Professor Schaffzin earned his Bachelor of Arts degree (magna cum laude) from Temple University (magna cum laude) and his law degree (cum laude) from Temple University School of Law. Following law school, Professor Schaffzin worked for five years as an associate at Pepper Hamilton LLP in Philadelphia, practicing in the firm’s Health Effects Litigation Practice Group. At Pepper, Professor Schaffzin also maintained an active pro bono practice, including work on a successful death penalty appeal under the Pennsylvania Post-Conviction Relief Act. He received the Pennsylvania Bar Association Pro Bono Award in 2005.

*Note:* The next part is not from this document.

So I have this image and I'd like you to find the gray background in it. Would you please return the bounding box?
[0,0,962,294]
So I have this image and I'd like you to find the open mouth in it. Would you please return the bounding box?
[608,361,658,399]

In 2005, Professor Schaffzin joined GlaxoSmithKline (GSK) as Counsel in the pharmaceutical company’s U.S. Legal Operations group. At GSK, Professor Schaffzin served on the Sales, Marketing, and Managed Care Legal Team, providing guidance to the company’s diabetes franchise and pediatric vaccines product teams, as well as to several sales regions, concerning product promotion, fraud and abuse, and general regulatory compliance issues. Prior to joining the Memphis Law faculty, Professor Schaffzin was a Visiting Assistant Professor of Law at the University of North Dakota School of Law, instructing the school’s Housing and Employment Litigation Clinic.